Can css be styleInjected in library mode? vite#1579.

Features

Note that this plugin only works with library-mode.

  • 💡 Multiple entires support.
  • ⚡️ Sourcemap support.
  • 🛠 Out-of-box, tiny and pretty.

Usage

Install:

pnpm i vite-plugin-lib-inject-css -D # npm/yarn

Config:

// vite.config.ts
import { libInjectCss, scanEntries } from 'vite-plugin-lib-inject-css';

// https://vitejs.dev/config/
export default defineConfig({
  plugins: [
    libInjectCss(), // For a simple usage
    // Parameters are optional, which is only an alias, aim to make configs concise.
    libInjectCss({
      format: ['es'],
      entry: {
        index: 'src/index.ts', // Don't forget the main entry!
        button: 'src/components/button/index.ts',
        select: 'src/components/select/index.ts',
        // Uses with a similar directory structure.
        ...scanEntries([
          'src/components',
          'src/hooks',
        ])
      },
      rollupOptions: {
        output: {
          // Put chunk files at <output>/chunks
          chunkFileNames: 'chunks/[name].[hash].js',
          // Put chunk styles at <output>/styles
          assetFileNames: 'assets/[name][extname]',
        },
      },
    }),
  ],
})

Motivation

Vite shines for Web projects, but it can also be used for library projects.

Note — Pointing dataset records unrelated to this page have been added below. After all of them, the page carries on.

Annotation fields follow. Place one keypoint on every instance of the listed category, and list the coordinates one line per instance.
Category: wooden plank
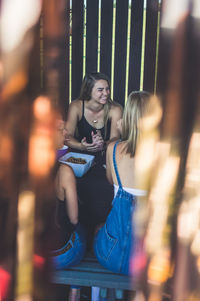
(120, 50)
(135, 45)
(150, 45)
(92, 35)
(106, 36)
(91, 279)
(77, 46)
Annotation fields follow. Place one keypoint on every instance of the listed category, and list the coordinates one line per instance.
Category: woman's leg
(72, 252)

But when it comes to component library development, multiple entries are often involved. Although Vite 3.2+ supports multiple entry points, it doesn't provide any configuration for us to associate css with component, which leads to the problem that we can't distinguish between the entry point and css files even though the bundle is successful.

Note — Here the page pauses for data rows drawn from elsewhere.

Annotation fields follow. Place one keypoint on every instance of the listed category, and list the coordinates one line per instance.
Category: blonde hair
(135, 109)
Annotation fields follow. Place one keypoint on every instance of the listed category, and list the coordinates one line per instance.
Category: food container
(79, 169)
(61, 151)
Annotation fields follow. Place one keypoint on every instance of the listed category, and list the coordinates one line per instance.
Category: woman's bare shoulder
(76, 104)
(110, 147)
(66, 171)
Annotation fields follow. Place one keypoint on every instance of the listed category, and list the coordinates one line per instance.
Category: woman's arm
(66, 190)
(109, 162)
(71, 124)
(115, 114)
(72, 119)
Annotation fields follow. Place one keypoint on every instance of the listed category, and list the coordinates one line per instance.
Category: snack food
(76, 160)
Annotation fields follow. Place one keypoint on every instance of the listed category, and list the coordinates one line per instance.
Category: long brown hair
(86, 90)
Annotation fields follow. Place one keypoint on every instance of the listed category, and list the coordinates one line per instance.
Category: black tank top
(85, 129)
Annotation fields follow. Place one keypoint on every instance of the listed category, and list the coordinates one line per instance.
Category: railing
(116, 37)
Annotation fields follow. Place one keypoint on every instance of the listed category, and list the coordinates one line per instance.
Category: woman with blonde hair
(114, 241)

Based on this, we need to write a plugin to inject styles so that we don't have to worry about the relationship between styles and entry points.

How does it work

As a library(mostly component library), we want to import styles automatically when we reference the component.

/** component-lib/dist/button.js */
import './assets/button.css'; // This is what this plugin do;
...
export default Button;

/** component-lib/dist/index.js */ 
import Button from './button.js';
import xxx from './xxx.js';
export { Button, xxx };
...

/** In our project's main file */
// Once we import Button, styles'll be imported together.
import { Button } from 'component-lib';

As shown above, it's not graceful to manually write code like document.createElement('script') to inject the style into the page, that assumes dom environment.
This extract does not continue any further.